© Hanna Stoppe
H2 Es lebe der Sprühling
Ein gesprühter Spruch an der Elbuferpromenade zieht Blicke auf sich: „Femizide sind keine Einzelfälle“! Erst auf den zweiten Blick wird klar, dass der Ort nicht zufällig gewählt ist, denn vis-a-vis zur Ufermauer steht die Parteizentrale der CDU. Man darf es wohl als Anklageschrift verstehen. Ähnlich ist es mit dem Schriftzug „Gewalt an Frauen hat System“ an der Großen Diesdorfer Straße. Auch dort ist der Ort offenbar nicht zufällig, von hier führt der kurze Weg in den Glacispark. Solche Street Art ließe sich beliebig fortsetzen. Mal sind es die Stromverteilerkästen, die im Wochenrhythmus mit Reichsflagge und als Antwort mit einem Antifa-Schriftzug besprüht sind, anderswo ist es das auf eine gezogene Sperrlinie geschriebene „Fick Autos“.

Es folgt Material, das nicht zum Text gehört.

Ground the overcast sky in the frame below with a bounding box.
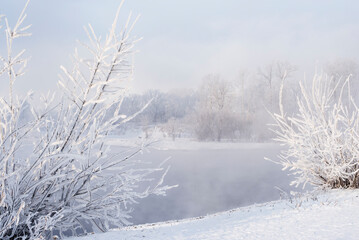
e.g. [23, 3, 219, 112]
[2, 0, 359, 94]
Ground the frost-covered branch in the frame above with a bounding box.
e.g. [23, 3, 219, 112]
[0, 1, 174, 239]
[270, 73, 359, 189]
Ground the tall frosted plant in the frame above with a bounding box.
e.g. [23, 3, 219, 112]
[270, 73, 359, 189]
[0, 1, 173, 239]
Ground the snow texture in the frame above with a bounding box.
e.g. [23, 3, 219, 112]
[68, 189, 359, 240]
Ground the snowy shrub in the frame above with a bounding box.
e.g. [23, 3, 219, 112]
[270, 73, 359, 189]
[0, 1, 174, 239]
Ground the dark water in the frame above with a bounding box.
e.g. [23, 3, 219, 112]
[125, 144, 296, 225]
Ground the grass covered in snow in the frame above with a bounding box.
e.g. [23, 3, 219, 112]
[67, 189, 359, 240]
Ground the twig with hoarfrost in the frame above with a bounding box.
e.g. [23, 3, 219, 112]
[0, 1, 174, 239]
[270, 73, 359, 189]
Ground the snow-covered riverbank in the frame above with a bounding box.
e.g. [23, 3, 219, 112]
[68, 189, 359, 240]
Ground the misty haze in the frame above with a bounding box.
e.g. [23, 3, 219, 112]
[1, 1, 359, 239]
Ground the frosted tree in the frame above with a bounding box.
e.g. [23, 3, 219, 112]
[258, 61, 296, 112]
[0, 1, 174, 239]
[325, 59, 359, 101]
[194, 74, 241, 141]
[270, 73, 359, 189]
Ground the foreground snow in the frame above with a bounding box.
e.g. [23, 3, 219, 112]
[68, 189, 359, 240]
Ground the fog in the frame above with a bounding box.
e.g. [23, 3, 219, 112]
[2, 1, 359, 95]
[1, 1, 357, 236]
[128, 144, 297, 225]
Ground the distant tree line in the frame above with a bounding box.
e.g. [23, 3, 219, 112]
[116, 59, 359, 142]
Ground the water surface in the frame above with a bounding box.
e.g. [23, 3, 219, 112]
[123, 143, 297, 225]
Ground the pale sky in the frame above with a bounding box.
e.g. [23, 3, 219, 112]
[2, 0, 359, 94]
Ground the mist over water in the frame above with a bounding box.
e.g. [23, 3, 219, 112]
[128, 144, 297, 225]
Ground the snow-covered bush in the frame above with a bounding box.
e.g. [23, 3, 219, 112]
[271, 73, 359, 189]
[0, 1, 174, 239]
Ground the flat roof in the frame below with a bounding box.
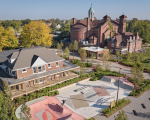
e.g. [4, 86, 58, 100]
[83, 47, 107, 52]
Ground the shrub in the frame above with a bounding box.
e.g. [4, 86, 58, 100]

Unter dem Titel „Es lebe der Sprühling“ legt die Hochschule Magdeburg-Stendal nun in einer Exposition die Seminar-Ergebnisse des Studiengangs Soziale Arbeit offen. Unter Projektleitung von Prof. Dr. Christoph Damm hatten sich die Studenten auf eine Entdeckungsreise durch den urbanen Raum begeben, auf der Suche nach eben jener Streetart. Unter Anwendung dokumentarischer Bildanalyse haben sie Interpretationen aus Perspektive der Sozialen Arbeit entwickelt. Die Ergebnisse zeigen, dass Streetart mehr als nur eine Form der ästhetischen Gestaltung des öffentlichen Raumes oder gar Vandalismus ist. „Es ist ein Indikator, dass es da Gesprächsbedarf gibt, aber keine adäquaten Räume“, bringt es Prof. Damm auf den Punkt, der darin „Akte der Rebellion“ sieht. So bietet die Schau einen einzigartigen Einblick in die Lebenswelten von Menschen und kann als Thematisierungsraum dienen, um soziale und kulturelle Themen zu diskutieren und zu reflektieren.